Others on here can explain it better, but this is the basic concept: You will need what's known as a reverser to accomplish this. Yes, you will need to isolate a section of track. Let's say you want to make a loop that ties back into itself. You would put insulators at the beginning and end of the loop. The feed from the power source would go to the reverser, and the feed from the reverser to the isolated section of track. When the loco comes along, and the metal wheel crosses over the insulator, it causes a short, but the reverser senses this and reverses "polarity" of the isolated section. When it crosses over the other insulator, it again reverses the polarity, so the engine doesn't stop moving. And it does it so quickly that the headlight doesn't even blink!! Ahhh, modern technology!


----------



## DonR (Oct 18, 2012)

51 Chevy

(My first car...a used 51 Chevy 2 door hardtop with
POWERGLIDE auto transmission!!! Beautiful 2 tone
green paint)

But back to reality...anytime a train on your layout
can go around a loop and go back the way it came
you will have what we call a 'reverse loop'. This is
a problem since the Right rail goes around and comes
back to join the Black rail, thus an electrical short circuit.
This is true whether DC or DCC. There are totally
automatic reverse loop controllers that let you run
your trains thru the loop without having to stop or
flip switches (other than the turnout points, of course).
You must use insulated joiners at both ends of the
loop.
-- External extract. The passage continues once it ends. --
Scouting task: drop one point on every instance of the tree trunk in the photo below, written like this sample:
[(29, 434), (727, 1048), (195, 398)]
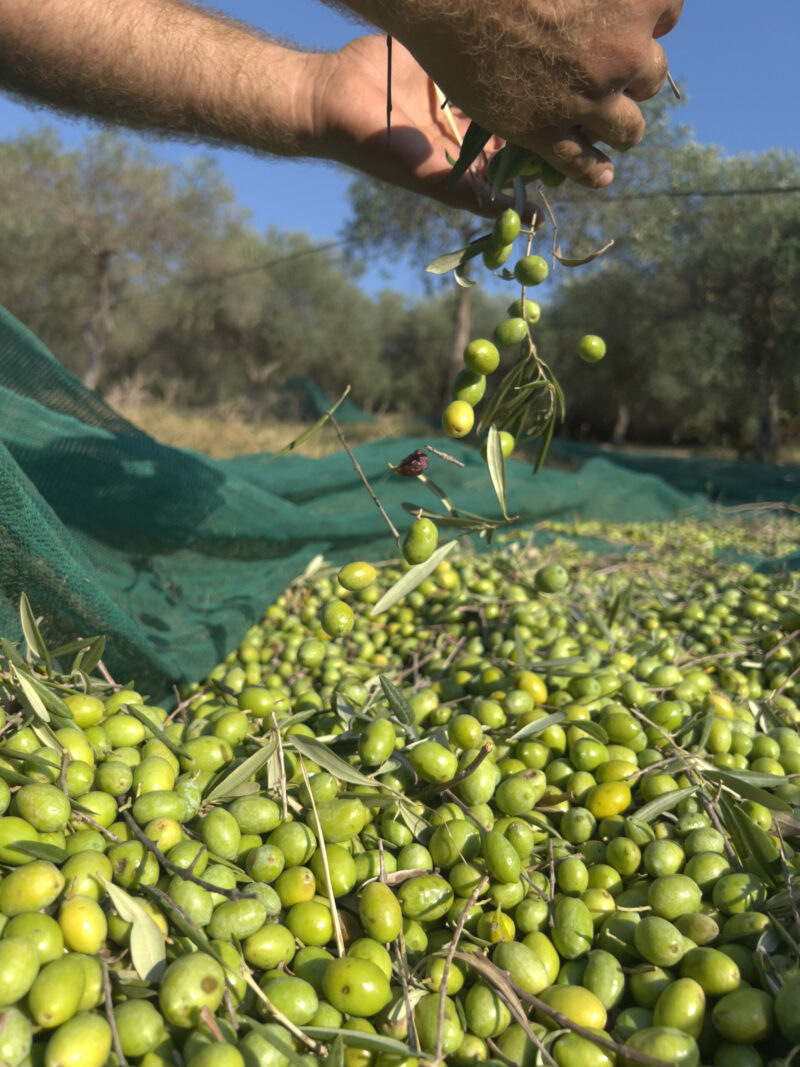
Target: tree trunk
[(98, 329), (768, 434), (621, 424)]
The resulting isolated section is powered by
the reverse loop controller.

So you understand what happens: When your
loco wheels span the insulated joiners there is a
'short', but the fast acting controller senses this
and 'matches' the 'polarity' so that the loco continues
without pause. When it reaches the other end of the loop
the wheels again 'short' and again the controller reacts
by again matching polarity in the isolated track. The
train continues, the light doesn't even blink. It's all
automatic.

Don


----------



## Fire21 (Mar 9, 2014)

51 chevy, keep this in mind also: If your rolling stock has metal wheels, they also will cause the reverser to change polarity, which will cause your reverser to become confused...in other words, the dead short which you're trying to avoid. So, the whole length of your train needs to fit on the isolated section of track. If you have plastic wheels, there are no worries.


----------



## DonR (Oct 18, 2012)

Fire21 is correct. Metal wheels do short when
spanning the insulated joiners that form an
isolated reverse loop section. However, if
your isolated section is longer
than the longest lighted passenger train...or, if you
have metal wheels on your freight cars, longer than
that train you would have no problem.

Don


----------